You’ll have a hard time moving beyond the astonishing antlers of an Irish elk, an animal that has been extinct for 11,000 years. The huge antlers were found in a peat bog in Ireland and hung for 180 years in a huge old castle, even being featured in The Hobbitt. They were recently donated to the Maine State Museum by Bruce Bent.
Apparently the elk’s antlers were huge in order to impress the ladies. Well, they impressed me too!
As Drs. David and Paula Work took me through the museum’s fabulous collection of taxidermy, I was delighted to learn that some of the best items were donated by Drs. Bob Shelton and Paul Wade, old friends of mine.
And it was great to see things from the collection of Dort Bigg. Dort grew up on a small farm on my road in Mount Vernon and became a prominent and wealthy attorney in New Hampshire. He lived his retirement years in Turner, and filled his barn with animals he hunted all over the world, including a full mount of an elephant. Well, it was almost a full mount. Dort had to cut a piece out of each leg to fit the elephant into the barn!
I’d been wondering what happened to Dort’s collection, and it was good to see some of it in the state museum. I took my Dad, for his 75th birthday, out to Dort’s in Turner, where Dort gave us the full tour, telling fabulous hunting stories along the way. Dad was as thrilled by that day as I was.
From Klir Beck’s loons to some of my friend Paul Wade’s collection to the beautiful red fox to a stunning bobcat done by taxidermist Steve Jandreau and donated to the museum by the Sportsman’s Alliance of Maine, you will want to spend a lot of time enjoying the exhibit.
But you’ll also want to get to the museum’s other exhibit featuring guns and early Maine gunsmiths. Laurie LaBar is in charge of that exhibit, and her stories about each and every item made my visit very special.
From an early Hall breech loading flintlock rifle made in Portland between 1812 and 1816, to brass castings circa 1870, to beautiful Oxford County rifles, I was captivated – particularly by an 1870 knife-pistol made by Andrew Peavey. It operated as a .22 caliber pistol and was made in Montville.
If you’ve ever read William Krohn’s book, Manley Hardy – the Life and Writing of a Maine Fur-Buyer, Hunter, and Naturalist, you’ll be excited to see one of Hardy’s pistols – a pistol he used to shoot 80 moose!
And there’s a multiple shot gun created by one of Hardy’s friends, Charles Wheeler of Farmington. The museum also has one of Wheeler’s lengthy 6-piece hardwood salmon rods. I can’t imagine casting that thing.

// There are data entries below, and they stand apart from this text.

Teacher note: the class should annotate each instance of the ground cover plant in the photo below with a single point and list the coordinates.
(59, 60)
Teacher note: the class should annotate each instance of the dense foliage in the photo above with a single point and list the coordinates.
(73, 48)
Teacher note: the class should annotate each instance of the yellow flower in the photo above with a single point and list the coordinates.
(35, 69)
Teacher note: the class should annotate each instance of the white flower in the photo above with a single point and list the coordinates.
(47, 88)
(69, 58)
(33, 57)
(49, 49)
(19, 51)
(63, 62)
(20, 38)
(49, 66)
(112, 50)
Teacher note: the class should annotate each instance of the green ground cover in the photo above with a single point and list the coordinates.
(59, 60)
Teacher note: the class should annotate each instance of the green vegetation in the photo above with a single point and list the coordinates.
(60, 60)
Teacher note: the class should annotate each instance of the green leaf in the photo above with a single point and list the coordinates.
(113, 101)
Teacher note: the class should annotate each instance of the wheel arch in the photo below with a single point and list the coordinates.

Later that afternoon, I met with Jennifer Dube, the museum’s fundraiser, and Bernard Fishman, MSM’s director, to plan a talk about my book on Maine Sporting Camps that I’m scheduled to give on November 16 at the State Library and Museum for the Kennebec Historical Society. I was really excited to learn that at 5:30 pm that night, before my talk begins an hour later, they’ll be opening these exhibits for all who attend to enjoy. Put this on your calendar!